Esse projeto foi feito pela Alelo de forma gratuita?
Fizemos o mínimo que dava para fazer, porque tem o custo do plástico e da entrega. Foi uma coisa para cobrir os nossos custos.
Quando a vida voltar ao normal, o negócio da Alelo vai ficar mais digital?
Eu acredito que sim. E não só o meu negócio. Acho que todos estão percebendo isso. Essa capacidade de poder trabalhar de forma remota é uma coisa que ninguém imaginava.
"Dos 8 milhões de clientes, 6 milhões já usam o nosso aplicativo. Essa tendência vai crescer ainda mais"
Mas os produtos da Alelo vão ficar mais digitais?
Já temos uma alta penetração do uso de nosso aplicativo. Dos 8 milhões de clientes, 6 milhões já usam o nosso aplicativo. Essa tendência vai crescer ainda mais, com mais pessoas utilizando os nossos canais digitais. Já temos a solução de QR Code. Estamos olhando também a questão do contactless. Acreditamos que soluções como Apple Pay e Samsung Pay vão estar mais voltadas para o topo da pirâmide. Para a base, a maior parte dos clientes tem smartphones mais simples. Acredito que solução de QR Code, embora tenha mais passos, seja uma tendência para essas pessoas usarem para pagamentos.
Então, os pagamentos digitais vão crescer?
Sim, as carteiras digitais e a utilização dos apps são uma tendência. Outra coisa que tem crescido, não só no nosso segmento, é o delivery. Com Rappi e iFood, estamos vendo isso. E brevemente vamos ter o Uber Eats dentro da nossa plataforma. Estamos em desenvolvimento e logo vamos disponibilizar. Temos produtos como o cartão de mobilidade, que já integra vários modais de transporte. Com ele, o cliente pode utilizar no 99. Ele está disponível lá e pode usar para pagamento de corridas.
Isso tudo está acelerando a sua digitalização?
A gente já vem fazendo a transformação digital na companhia há três anos. E, no ano passado, aceleramos esse movimento. Do segundo semestre para cá, a gente vem acelerando o trabalho em squads e em metodologia ágil para ganhar agilidade no desenvolvimento de novos produtos e serviços.
Você trabalha com alguma perspectiva de quando vai voltar ao trabalho normal?
Essa é a pergunta de US$ 1 bilhão.
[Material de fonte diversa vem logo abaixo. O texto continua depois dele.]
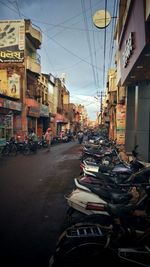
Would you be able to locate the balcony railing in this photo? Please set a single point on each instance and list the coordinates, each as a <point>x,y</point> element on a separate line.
<point>33,34</point>
<point>33,63</point>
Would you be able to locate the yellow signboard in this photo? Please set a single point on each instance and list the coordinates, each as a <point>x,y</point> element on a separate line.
<point>12,40</point>
<point>3,82</point>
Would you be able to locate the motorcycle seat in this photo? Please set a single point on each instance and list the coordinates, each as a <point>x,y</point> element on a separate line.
<point>119,209</point>
<point>112,196</point>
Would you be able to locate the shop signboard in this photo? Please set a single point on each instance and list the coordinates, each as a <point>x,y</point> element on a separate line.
<point>12,40</point>
<point>121,120</point>
<point>44,112</point>
<point>2,142</point>
<point>34,112</point>
<point>12,105</point>
<point>14,86</point>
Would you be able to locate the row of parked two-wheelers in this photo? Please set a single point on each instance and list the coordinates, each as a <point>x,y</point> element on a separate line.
<point>108,219</point>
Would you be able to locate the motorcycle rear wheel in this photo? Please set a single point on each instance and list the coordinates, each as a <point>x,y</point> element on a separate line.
<point>72,251</point>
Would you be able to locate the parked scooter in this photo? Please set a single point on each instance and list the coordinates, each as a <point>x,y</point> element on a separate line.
<point>123,237</point>
<point>88,198</point>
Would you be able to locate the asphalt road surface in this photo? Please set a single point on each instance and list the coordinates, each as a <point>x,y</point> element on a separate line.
<point>32,203</point>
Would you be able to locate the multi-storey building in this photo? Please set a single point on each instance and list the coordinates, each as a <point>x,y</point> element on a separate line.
<point>19,72</point>
<point>133,70</point>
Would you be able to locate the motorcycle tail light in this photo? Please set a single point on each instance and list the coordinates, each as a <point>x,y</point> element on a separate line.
<point>82,166</point>
<point>95,206</point>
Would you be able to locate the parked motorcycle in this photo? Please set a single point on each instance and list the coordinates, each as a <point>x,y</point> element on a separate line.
<point>88,199</point>
<point>122,238</point>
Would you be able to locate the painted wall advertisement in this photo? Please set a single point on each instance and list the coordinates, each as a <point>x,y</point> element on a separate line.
<point>12,40</point>
<point>121,123</point>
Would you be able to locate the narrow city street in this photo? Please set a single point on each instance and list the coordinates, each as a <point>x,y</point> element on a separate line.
<point>32,203</point>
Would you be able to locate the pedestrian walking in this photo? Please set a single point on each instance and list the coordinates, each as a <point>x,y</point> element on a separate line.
<point>48,137</point>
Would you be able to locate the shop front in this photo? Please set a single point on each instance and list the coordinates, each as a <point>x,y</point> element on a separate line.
<point>135,75</point>
<point>33,113</point>
<point>61,123</point>
<point>10,118</point>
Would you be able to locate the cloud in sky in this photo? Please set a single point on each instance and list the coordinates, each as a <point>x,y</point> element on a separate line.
<point>71,44</point>
<point>91,104</point>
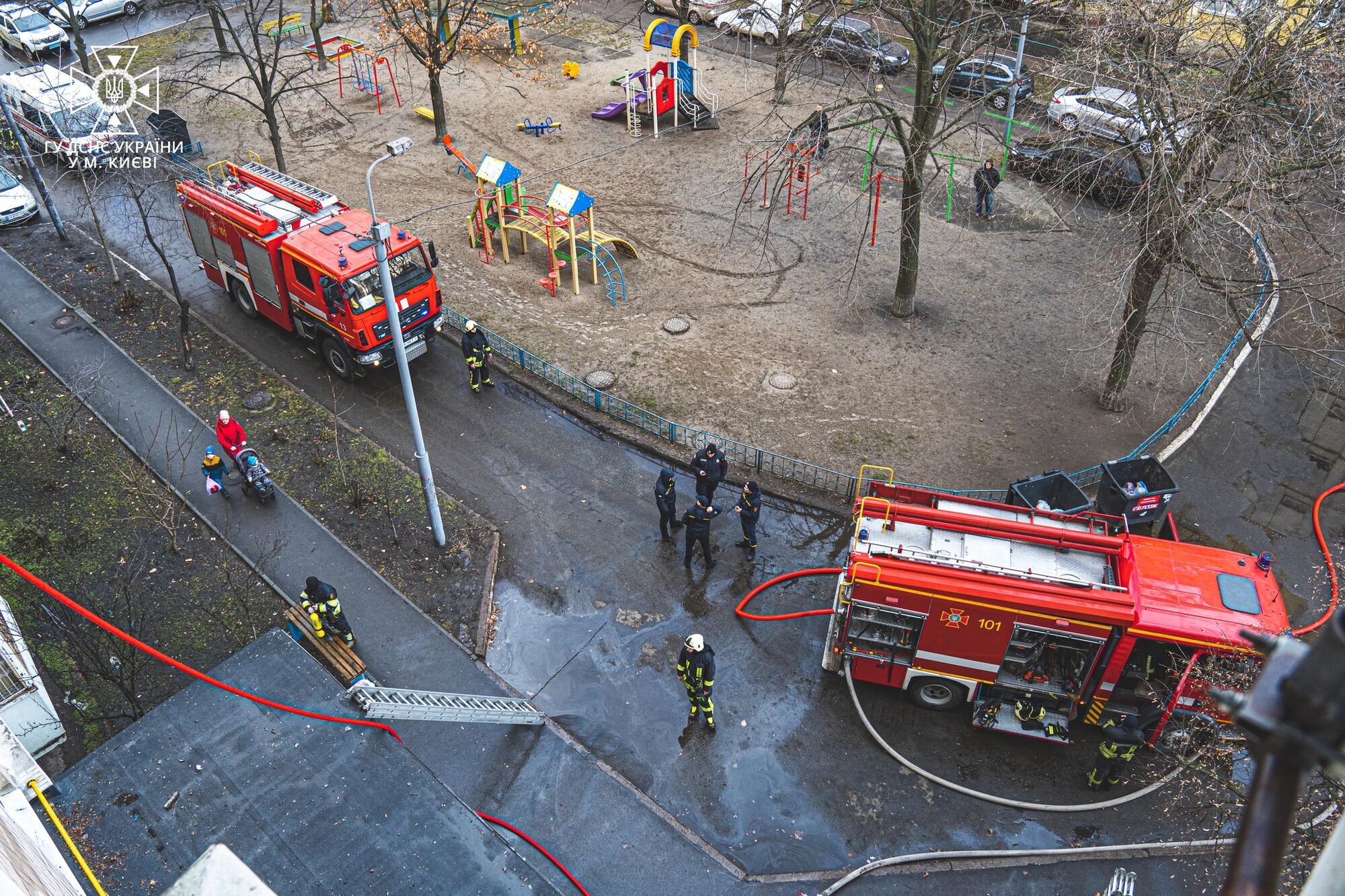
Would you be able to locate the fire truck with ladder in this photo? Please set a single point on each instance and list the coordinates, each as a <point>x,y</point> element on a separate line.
<point>305,260</point>
<point>977,604</point>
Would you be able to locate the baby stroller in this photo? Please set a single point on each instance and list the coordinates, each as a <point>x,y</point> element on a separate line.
<point>256,475</point>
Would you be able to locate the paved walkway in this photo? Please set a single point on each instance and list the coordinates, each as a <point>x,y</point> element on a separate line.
<point>531,775</point>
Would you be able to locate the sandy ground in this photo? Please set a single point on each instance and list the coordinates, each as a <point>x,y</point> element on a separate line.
<point>995,378</point>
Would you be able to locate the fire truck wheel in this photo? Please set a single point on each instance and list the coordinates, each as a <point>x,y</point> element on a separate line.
<point>937,693</point>
<point>338,358</point>
<point>240,292</point>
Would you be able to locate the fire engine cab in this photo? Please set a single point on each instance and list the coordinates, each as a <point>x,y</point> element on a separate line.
<point>988,606</point>
<point>305,260</point>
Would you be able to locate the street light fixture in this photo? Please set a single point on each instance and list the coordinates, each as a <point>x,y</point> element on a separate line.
<point>381,233</point>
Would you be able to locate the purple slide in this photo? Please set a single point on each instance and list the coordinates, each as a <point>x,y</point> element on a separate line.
<point>617,108</point>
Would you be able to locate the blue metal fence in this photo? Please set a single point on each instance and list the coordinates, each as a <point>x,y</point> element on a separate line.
<point>762,460</point>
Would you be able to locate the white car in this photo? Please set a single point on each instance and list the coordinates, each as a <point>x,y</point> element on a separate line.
<point>89,11</point>
<point>17,201</point>
<point>29,32</point>
<point>1106,112</point>
<point>757,22</point>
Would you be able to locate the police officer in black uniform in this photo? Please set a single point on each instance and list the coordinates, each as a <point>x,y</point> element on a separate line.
<point>697,520</point>
<point>665,498</point>
<point>711,467</point>
<point>477,353</point>
<point>1116,752</point>
<point>319,602</point>
<point>750,510</point>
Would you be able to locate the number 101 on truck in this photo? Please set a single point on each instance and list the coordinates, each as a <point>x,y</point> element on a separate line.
<point>305,260</point>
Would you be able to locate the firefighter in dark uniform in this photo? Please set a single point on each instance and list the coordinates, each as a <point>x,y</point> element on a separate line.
<point>665,498</point>
<point>750,510</point>
<point>711,467</point>
<point>697,520</point>
<point>1118,749</point>
<point>696,670</point>
<point>319,602</point>
<point>477,352</point>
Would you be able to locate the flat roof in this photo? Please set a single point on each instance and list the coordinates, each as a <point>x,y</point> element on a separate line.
<point>310,806</point>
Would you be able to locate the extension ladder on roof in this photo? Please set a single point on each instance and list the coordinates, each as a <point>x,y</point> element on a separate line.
<point>397,702</point>
<point>294,185</point>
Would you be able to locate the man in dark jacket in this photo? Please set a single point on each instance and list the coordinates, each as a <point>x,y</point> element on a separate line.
<point>665,498</point>
<point>696,671</point>
<point>711,467</point>
<point>477,352</point>
<point>750,510</point>
<point>987,181</point>
<point>1118,748</point>
<point>319,602</point>
<point>697,520</point>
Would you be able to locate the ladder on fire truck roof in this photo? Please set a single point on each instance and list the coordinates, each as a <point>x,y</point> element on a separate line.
<point>294,185</point>
<point>430,705</point>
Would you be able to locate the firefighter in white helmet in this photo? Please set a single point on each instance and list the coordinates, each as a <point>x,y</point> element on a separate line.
<point>696,670</point>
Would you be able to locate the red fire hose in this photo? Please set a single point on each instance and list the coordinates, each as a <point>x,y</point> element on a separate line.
<point>537,846</point>
<point>181,666</point>
<point>821,571</point>
<point>1331,564</point>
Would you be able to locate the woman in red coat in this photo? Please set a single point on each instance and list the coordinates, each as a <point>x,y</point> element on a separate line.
<point>231,435</point>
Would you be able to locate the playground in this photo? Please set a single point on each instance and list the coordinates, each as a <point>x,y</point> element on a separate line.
<point>602,233</point>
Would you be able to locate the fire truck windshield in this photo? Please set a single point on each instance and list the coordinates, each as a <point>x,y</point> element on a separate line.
<point>410,270</point>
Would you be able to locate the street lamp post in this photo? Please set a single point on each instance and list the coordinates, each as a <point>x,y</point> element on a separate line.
<point>383,232</point>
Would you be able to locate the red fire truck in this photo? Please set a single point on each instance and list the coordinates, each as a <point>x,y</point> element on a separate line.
<point>965,602</point>
<point>301,257</point>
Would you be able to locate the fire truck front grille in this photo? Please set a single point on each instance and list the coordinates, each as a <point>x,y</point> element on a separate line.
<point>416,314</point>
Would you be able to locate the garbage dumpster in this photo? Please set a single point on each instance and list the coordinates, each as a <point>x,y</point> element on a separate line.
<point>1139,490</point>
<point>1055,487</point>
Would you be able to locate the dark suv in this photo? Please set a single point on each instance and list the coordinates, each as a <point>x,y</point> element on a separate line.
<point>860,44</point>
<point>988,77</point>
<point>1109,174</point>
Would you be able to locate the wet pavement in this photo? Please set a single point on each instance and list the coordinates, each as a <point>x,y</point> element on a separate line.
<point>594,608</point>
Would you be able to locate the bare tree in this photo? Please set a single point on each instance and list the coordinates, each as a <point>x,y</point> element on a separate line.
<point>1237,107</point>
<point>255,68</point>
<point>149,205</point>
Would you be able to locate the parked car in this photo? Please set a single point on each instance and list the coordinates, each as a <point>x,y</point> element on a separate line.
<point>29,32</point>
<point>17,201</point>
<point>1108,174</point>
<point>89,11</point>
<point>860,44</point>
<point>761,22</point>
<point>699,13</point>
<point>987,77</point>
<point>1105,112</point>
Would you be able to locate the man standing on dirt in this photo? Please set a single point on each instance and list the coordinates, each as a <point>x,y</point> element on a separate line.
<point>696,671</point>
<point>319,602</point>
<point>697,520</point>
<point>711,469</point>
<point>987,181</point>
<point>477,352</point>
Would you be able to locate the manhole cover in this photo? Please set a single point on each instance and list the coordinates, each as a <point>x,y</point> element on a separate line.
<point>259,400</point>
<point>601,378</point>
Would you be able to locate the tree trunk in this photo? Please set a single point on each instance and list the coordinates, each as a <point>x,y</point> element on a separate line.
<point>1149,271</point>
<point>220,33</point>
<point>274,128</point>
<point>436,103</point>
<point>782,56</point>
<point>315,17</point>
<point>913,194</point>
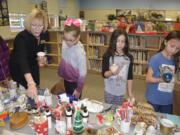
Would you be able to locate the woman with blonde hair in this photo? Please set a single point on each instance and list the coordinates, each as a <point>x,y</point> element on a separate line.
<point>24,63</point>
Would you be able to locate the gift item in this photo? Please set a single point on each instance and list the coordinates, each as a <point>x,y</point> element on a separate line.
<point>85,115</point>
<point>58,88</point>
<point>41,124</point>
<point>3,115</point>
<point>78,126</point>
<point>93,106</point>
<point>13,93</point>
<point>48,97</point>
<point>22,100</point>
<point>66,98</point>
<point>60,127</point>
<point>125,112</point>
<point>151,130</point>
<point>100,119</point>
<point>109,118</point>
<point>41,58</point>
<point>57,112</point>
<point>18,120</point>
<point>49,118</point>
<point>166,126</point>
<point>69,114</point>
<point>144,112</point>
<point>140,128</point>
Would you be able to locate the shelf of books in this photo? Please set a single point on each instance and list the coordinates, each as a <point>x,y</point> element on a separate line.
<point>53,48</point>
<point>142,47</point>
<point>97,45</point>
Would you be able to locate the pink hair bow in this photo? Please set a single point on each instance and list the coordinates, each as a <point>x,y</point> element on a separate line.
<point>70,21</point>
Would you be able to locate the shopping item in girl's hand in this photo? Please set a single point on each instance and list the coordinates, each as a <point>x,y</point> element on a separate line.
<point>66,98</point>
<point>166,73</point>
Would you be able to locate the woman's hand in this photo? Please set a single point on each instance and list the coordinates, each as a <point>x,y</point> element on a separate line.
<point>32,90</point>
<point>76,94</point>
<point>5,83</point>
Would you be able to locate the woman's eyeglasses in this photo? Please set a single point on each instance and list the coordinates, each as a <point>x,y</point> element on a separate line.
<point>35,26</point>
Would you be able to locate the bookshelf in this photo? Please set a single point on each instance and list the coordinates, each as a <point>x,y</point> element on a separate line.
<point>53,47</point>
<point>142,47</point>
<point>97,45</point>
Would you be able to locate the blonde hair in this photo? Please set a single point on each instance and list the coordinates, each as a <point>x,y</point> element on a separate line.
<point>36,14</point>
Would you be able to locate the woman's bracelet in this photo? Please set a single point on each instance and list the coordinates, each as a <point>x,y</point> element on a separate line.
<point>31,83</point>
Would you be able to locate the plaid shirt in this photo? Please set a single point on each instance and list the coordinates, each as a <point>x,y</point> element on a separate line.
<point>4,58</point>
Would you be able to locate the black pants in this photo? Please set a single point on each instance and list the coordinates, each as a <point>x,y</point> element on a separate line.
<point>70,87</point>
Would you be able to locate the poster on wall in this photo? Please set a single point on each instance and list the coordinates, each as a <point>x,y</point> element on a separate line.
<point>158,15</point>
<point>4,14</point>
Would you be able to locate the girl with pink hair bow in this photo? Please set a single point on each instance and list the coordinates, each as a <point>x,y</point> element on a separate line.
<point>73,61</point>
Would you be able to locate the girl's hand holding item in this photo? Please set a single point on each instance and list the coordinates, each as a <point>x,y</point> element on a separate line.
<point>32,90</point>
<point>114,69</point>
<point>76,94</point>
<point>42,60</point>
<point>5,83</point>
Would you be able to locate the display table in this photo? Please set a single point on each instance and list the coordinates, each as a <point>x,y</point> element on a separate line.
<point>26,130</point>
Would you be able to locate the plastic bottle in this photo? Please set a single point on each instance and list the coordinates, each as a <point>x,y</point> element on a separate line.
<point>69,117</point>
<point>48,115</point>
<point>85,115</point>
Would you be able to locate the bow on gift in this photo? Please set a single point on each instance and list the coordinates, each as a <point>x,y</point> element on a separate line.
<point>76,22</point>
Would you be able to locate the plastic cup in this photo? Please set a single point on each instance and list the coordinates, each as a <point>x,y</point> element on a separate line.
<point>41,127</point>
<point>125,126</point>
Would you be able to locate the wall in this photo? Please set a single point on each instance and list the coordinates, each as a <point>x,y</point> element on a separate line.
<point>69,7</point>
<point>141,4</point>
<point>99,9</point>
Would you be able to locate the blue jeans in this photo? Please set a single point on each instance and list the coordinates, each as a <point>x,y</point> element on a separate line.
<point>162,108</point>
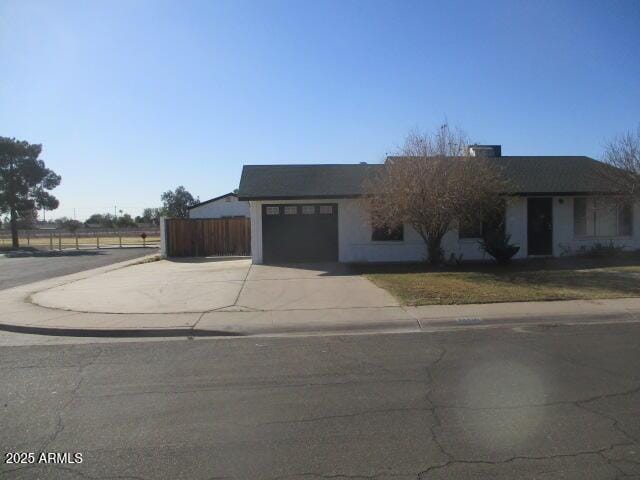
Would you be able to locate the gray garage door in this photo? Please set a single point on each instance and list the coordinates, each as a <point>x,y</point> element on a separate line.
<point>300,233</point>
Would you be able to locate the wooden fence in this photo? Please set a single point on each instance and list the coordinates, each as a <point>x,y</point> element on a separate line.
<point>208,236</point>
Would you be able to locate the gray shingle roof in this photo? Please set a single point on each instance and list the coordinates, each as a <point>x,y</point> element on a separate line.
<point>526,175</point>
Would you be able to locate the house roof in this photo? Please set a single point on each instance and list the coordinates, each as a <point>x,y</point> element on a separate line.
<point>525,175</point>
<point>271,182</point>
<point>230,194</point>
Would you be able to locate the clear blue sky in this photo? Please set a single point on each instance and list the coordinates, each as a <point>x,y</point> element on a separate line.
<point>132,97</point>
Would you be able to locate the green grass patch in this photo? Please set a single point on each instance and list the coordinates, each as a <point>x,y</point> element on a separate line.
<point>551,279</point>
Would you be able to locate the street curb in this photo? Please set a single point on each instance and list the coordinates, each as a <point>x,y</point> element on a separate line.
<point>422,327</point>
<point>117,333</point>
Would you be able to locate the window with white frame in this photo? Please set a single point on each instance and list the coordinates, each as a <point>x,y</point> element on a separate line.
<point>272,210</point>
<point>602,217</point>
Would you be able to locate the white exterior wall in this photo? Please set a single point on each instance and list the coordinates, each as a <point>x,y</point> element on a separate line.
<point>221,208</point>
<point>355,244</point>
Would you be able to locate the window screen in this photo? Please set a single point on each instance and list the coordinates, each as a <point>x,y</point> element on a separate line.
<point>273,210</point>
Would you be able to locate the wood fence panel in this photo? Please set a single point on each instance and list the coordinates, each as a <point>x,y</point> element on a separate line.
<point>208,236</point>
Não sei. Estamos trabalhando com um cenário de pelo menos o mês de abril inteiro nesse esquema. Maio ainda estamos na dúvida. Vai depender muito da evolução (do número de infectados e de mortos pelo coronavírus). Eu, particularmente, acredito que em maio ainda vamos viver um período de distanciamento, mas não me atrevo a dizer como vai ser. É difícil. Ainda estamos na escalada (da doença). Quando você olha a curva, a gente vê que está crescendo. E em países que já deveria estar caindo, ela está caindo bem lentamente, como a Itália e a Espanha.
Você já enfrentou uma crise como essa?
Dessa magnitude, não. Normalmente o que a gente já viveu eram crises econômicas. Essa começou como uma crise sanitária, com repercussões fortíssimas no lado da economia. E os relatos são dramáticos. Estamos num setor que, como comentei, não foi muito impactado ainda. Mas vários clientes nossos estão sofrendo, como os de varejo que estão em shopping centers; os de serviços como segurança, limpeza e manutenção que atendem empresas de varejo; os dos setores aéreo e de turismo e até os próprios restaurantes.
Você disse que a Alelo não foi ainda muito afetada. Mas citou diversos de setores, que são seus clientes, que estão sendo muito impactados. À medida que eles demitirem, e o risco de termos uma taxa de desemprego alta não é baixo, a Alelo não será afetada?
Sim, aí podemos ser afetados. Mas vai depender muito da dimensão da crise e de quanto tempo nós vamos ficar parados. O que eu tenho sentido é que as empresas têm segurado um pouco esse movimento (de demitir). Há movimentos pontuais de demissões. Mas as empresas estão indo mais numa linha de reduzir jornada de trabalho e salário, para poder se manter e não ter que recontratar.